Samples are stored in data/voice_samples/ with a meta.json metadata file alongside each reference audio file.
Integration with Cognitive Companion
The TTS service integrates with Cognitive Companion through two notification channels:
TTS Channel (Home Assistant playback)
The tts channel generates MP3 audio, uploads it to MinIO, and plays it on a configured Home Assistant media player entity. This is the traditional announcement path for smart speakers.

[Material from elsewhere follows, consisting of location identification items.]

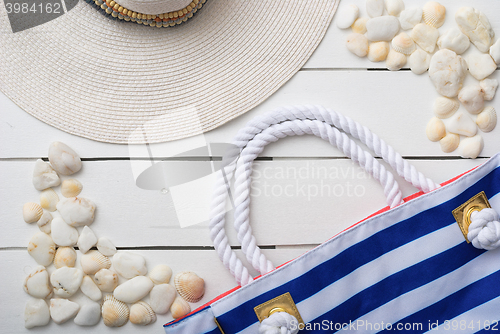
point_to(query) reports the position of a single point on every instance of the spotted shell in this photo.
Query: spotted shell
(32, 212)
(93, 261)
(142, 314)
(114, 312)
(189, 286)
(179, 308)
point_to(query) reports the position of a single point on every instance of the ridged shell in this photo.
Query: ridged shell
(106, 280)
(434, 14)
(450, 142)
(65, 257)
(114, 312)
(190, 286)
(93, 261)
(32, 212)
(71, 188)
(49, 199)
(487, 119)
(142, 314)
(179, 308)
(435, 129)
(160, 274)
(402, 43)
(445, 107)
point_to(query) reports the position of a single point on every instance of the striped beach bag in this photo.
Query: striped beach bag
(427, 263)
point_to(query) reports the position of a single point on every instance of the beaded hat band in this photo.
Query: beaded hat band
(169, 19)
(117, 82)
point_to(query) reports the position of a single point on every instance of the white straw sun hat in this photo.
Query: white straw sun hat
(103, 79)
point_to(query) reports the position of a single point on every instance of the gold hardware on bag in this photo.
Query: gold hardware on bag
(283, 303)
(463, 213)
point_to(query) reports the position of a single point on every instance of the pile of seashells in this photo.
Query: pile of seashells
(58, 221)
(447, 69)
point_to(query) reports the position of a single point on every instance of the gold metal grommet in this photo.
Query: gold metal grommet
(464, 212)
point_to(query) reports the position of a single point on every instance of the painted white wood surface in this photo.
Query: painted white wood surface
(395, 105)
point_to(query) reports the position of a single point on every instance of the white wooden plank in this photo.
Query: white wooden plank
(332, 52)
(329, 194)
(394, 105)
(17, 264)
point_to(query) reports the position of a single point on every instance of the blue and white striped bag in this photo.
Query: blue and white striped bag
(407, 268)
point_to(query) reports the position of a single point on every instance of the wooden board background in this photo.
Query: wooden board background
(290, 213)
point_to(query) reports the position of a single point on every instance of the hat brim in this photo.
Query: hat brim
(119, 82)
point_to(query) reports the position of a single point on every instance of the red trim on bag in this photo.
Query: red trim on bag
(387, 208)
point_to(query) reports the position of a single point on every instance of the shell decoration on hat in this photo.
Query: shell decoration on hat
(461, 114)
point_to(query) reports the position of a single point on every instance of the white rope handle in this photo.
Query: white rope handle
(258, 125)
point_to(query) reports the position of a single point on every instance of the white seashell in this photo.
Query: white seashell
(160, 274)
(36, 313)
(394, 7)
(179, 308)
(63, 159)
(471, 147)
(425, 36)
(44, 222)
(66, 281)
(402, 43)
(410, 18)
(359, 26)
(435, 129)
(450, 142)
(71, 188)
(49, 199)
(375, 8)
(129, 264)
(133, 290)
(44, 176)
(32, 212)
(37, 284)
(161, 298)
(346, 16)
(382, 28)
(89, 315)
(90, 289)
(77, 211)
(419, 61)
(453, 39)
(357, 44)
(481, 65)
(106, 247)
(378, 51)
(489, 87)
(445, 107)
(42, 249)
(434, 14)
(190, 286)
(61, 310)
(114, 312)
(476, 26)
(472, 98)
(65, 257)
(487, 119)
(86, 240)
(62, 233)
(106, 280)
(495, 52)
(93, 261)
(395, 60)
(142, 314)
(447, 71)
(461, 124)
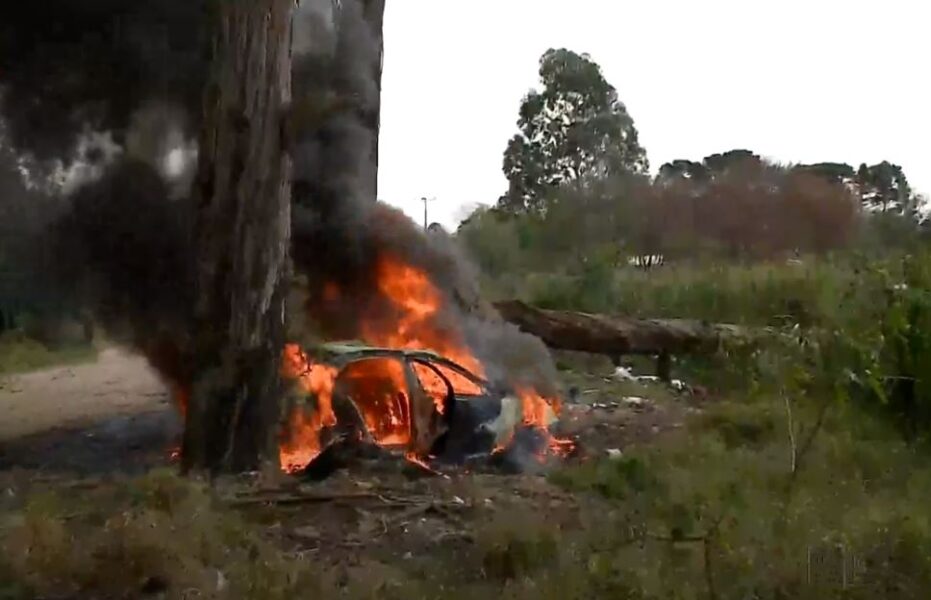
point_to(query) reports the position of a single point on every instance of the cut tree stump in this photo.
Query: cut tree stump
(618, 336)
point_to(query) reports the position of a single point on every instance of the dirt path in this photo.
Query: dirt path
(117, 384)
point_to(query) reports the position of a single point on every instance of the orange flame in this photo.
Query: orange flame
(377, 387)
(302, 443)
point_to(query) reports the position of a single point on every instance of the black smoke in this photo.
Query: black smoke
(68, 67)
(135, 71)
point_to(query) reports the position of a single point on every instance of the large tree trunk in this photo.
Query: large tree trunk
(243, 235)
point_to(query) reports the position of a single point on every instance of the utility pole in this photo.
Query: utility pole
(426, 223)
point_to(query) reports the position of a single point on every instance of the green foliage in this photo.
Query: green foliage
(697, 517)
(575, 128)
(19, 353)
(163, 534)
(885, 188)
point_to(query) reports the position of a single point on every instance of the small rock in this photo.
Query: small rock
(222, 583)
(623, 374)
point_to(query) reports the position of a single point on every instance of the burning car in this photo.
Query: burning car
(413, 401)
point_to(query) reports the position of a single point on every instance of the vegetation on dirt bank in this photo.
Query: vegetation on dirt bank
(20, 354)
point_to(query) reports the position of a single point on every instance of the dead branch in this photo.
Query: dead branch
(616, 336)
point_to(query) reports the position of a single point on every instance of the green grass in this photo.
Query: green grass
(766, 294)
(20, 354)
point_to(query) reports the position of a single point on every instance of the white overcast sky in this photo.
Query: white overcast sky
(794, 80)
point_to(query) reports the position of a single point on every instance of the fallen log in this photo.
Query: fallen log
(617, 336)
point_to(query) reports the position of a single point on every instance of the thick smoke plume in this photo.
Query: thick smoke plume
(135, 71)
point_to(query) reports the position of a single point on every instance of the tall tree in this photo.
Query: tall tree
(243, 235)
(885, 188)
(574, 129)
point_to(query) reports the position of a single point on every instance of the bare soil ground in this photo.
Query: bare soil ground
(79, 428)
(111, 414)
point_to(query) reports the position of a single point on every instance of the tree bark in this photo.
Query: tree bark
(615, 336)
(243, 236)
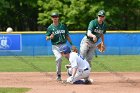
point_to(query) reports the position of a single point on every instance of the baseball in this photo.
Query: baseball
(9, 30)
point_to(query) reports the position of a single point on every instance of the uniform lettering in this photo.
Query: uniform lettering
(59, 32)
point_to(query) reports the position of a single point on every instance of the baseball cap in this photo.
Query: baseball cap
(66, 49)
(54, 14)
(101, 13)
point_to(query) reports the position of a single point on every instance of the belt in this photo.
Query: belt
(86, 69)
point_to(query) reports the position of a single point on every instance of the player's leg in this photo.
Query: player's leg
(81, 75)
(84, 46)
(55, 49)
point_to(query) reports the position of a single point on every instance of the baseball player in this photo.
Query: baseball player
(58, 34)
(96, 30)
(79, 67)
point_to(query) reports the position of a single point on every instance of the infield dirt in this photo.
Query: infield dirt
(104, 82)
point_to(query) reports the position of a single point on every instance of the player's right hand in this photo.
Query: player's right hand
(94, 38)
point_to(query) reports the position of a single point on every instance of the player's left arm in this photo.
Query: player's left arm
(102, 39)
(69, 39)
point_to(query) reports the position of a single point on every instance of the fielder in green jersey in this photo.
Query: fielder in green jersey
(96, 30)
(58, 34)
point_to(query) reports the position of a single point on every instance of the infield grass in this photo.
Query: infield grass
(14, 90)
(129, 63)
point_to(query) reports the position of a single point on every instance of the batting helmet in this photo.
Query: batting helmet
(101, 13)
(66, 49)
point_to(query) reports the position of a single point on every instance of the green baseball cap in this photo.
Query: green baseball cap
(101, 13)
(54, 14)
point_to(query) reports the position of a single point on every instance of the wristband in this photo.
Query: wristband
(49, 37)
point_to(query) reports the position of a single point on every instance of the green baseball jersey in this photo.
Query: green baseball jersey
(96, 29)
(60, 32)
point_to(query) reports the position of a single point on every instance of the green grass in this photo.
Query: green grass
(128, 63)
(14, 90)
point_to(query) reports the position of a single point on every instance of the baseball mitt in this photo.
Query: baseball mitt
(100, 47)
(74, 49)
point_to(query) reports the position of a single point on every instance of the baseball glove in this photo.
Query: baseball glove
(74, 49)
(100, 47)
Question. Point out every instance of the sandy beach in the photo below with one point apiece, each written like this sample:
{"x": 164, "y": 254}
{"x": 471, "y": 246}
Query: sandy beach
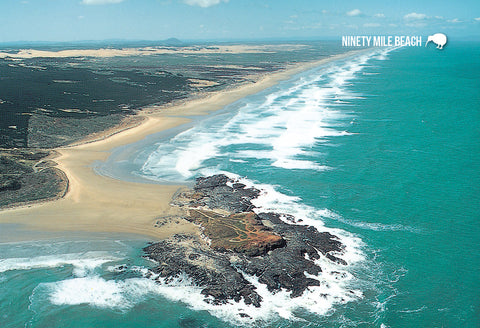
{"x": 97, "y": 203}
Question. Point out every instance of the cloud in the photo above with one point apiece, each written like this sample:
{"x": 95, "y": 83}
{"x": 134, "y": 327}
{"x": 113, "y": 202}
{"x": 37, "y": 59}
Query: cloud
{"x": 100, "y": 2}
{"x": 415, "y": 16}
{"x": 354, "y": 12}
{"x": 203, "y": 3}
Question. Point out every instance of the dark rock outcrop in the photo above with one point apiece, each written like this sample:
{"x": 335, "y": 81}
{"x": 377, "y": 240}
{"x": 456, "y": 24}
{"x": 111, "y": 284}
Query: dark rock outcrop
{"x": 241, "y": 244}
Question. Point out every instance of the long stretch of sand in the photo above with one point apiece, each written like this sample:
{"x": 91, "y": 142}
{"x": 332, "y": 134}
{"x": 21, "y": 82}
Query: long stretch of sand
{"x": 97, "y": 203}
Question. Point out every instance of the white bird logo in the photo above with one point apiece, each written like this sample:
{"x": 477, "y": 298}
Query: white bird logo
{"x": 439, "y": 39}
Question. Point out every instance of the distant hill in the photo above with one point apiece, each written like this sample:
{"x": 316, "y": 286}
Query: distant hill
{"x": 172, "y": 42}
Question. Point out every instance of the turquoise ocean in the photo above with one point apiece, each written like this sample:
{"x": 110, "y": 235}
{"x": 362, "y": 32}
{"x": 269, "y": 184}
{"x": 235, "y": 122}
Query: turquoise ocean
{"x": 382, "y": 148}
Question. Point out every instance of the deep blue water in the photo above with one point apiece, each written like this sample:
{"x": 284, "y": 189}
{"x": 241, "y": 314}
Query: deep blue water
{"x": 381, "y": 148}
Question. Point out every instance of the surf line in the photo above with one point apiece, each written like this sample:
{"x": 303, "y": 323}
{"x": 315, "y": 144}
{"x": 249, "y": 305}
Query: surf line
{"x": 381, "y": 41}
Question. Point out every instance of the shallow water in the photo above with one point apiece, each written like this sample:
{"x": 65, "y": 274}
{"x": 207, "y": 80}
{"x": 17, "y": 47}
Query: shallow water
{"x": 381, "y": 148}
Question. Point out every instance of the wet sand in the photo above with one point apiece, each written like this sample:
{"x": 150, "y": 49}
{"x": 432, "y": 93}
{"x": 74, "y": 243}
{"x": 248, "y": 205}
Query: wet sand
{"x": 96, "y": 203}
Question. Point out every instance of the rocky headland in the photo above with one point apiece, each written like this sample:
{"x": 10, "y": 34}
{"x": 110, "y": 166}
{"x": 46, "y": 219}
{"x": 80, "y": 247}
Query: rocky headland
{"x": 238, "y": 246}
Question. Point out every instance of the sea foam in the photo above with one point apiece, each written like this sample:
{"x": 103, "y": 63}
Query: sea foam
{"x": 280, "y": 127}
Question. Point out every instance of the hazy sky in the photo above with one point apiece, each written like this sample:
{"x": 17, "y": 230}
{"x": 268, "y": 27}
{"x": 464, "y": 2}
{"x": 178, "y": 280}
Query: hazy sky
{"x": 72, "y": 20}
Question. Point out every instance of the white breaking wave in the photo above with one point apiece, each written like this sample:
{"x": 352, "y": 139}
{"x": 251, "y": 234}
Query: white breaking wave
{"x": 281, "y": 127}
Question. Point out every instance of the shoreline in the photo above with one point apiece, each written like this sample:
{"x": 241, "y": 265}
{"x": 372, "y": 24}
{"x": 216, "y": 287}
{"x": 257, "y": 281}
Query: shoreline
{"x": 95, "y": 203}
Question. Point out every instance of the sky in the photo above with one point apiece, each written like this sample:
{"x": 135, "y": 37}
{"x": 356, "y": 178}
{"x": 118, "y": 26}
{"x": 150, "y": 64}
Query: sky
{"x": 232, "y": 20}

Announcement Channel (PWA streaming)
The announcement channel streams TTS audio directly to connected PWA clients via WebSocket. The TTSClient.stream_audio() method opens a streaming connection to the TTS service. PCM chunks are broadcast to all connected WebSocket clients as binary frames, and the frontend plays them in real-time using the Web Audio API.
This channel also supports file mode, where a pre-rendered audio URL is sent to the frontend for playback via the HTML5 Audio API.
Configuration in Cognitive Companion:
tts:
url: "${TTS_API_URL}"
default_model: svara
default_voice: speaker_0
default_speed: 0.85
default_language: ta
default_style: clearWyoming / Home Assistant
The service integrates with Home Assistant's voice pipeline via a wyoming_openai sidecar that bridges the OpenAI-compatible API to the Wyoming protocol:
Home Assistant (Wyoming) <-> wyoming-openai (:10300) <-> tts-service (:8200)Start with docker compose --profile wyoming up -d, then add the Wyoming integration in Home Assistant (host IP, port 10300).